Tidak ada AC sama sekali. Sungguh tidak nyaman bagi saya,” ujarnya. Sepulang dari Dairi itu, kondisi kesehatannya mulai menurun.
Ketika kami berpisah di stasion kereta, Irmansyah sempat mengingatkan Faisal segera memeriksakan diri ke dokter. Faisal menganggap setuju.
Jika kondisinya normal, Faisal berjanji segera kembali ke Medan untuk menghadiri beberapa pertemuan di kampus.
“Pokoknya kalian tentukan saja tanggalnya lebih awal, saya siap datang. Saya akan paparkan data-data kebobrokan ekonomi Indonesia di masa Pemerintahan Jokowi kepada para mahasiswa di Medan,” ujarnya.
Kami memang sudah berencana akan membawa Faisal Basri memberikan kuliah umum di 5 kampus di Sumut.
Kami sangat yakin akan ada banyak sekali informasi menarik yang bisa ia sampaikan, termasuk soal penyelundupan nikel yang melibatkan menantu Jokowi, Bobby Nasution.
Namun rencana itu akhirnya terkubur setelah Kamis pagi (5/9/2024) aku mendengat kabar kalau Bang Faisal Basri telah kembali ke pangkuan Allah Subhana Wata’alla di Rumah Sakit Mayapada, Kuningan, Jakarta.
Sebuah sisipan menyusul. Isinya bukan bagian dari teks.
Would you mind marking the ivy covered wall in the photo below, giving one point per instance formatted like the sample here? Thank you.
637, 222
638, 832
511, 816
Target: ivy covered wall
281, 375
Innalillahi wa innalilahi rajiun.
Telah berpulang satu orang cerdas, jujur dan baik hati di negeri ini. Faisal dikenal sebagai ekonom yang idealis dan terpercaya
Semua analisisinya selalu dilengkapi dengan data.
Ia merupakan dosen ekonomi yang cukup disegani di Universitas Indonesia, sekaligus salah satu pendiri Institute for Development of Economics and Finance (INDEF), lembaga riset independen dan otonom yang berdiri pada Agustus 1995 di Jakarta.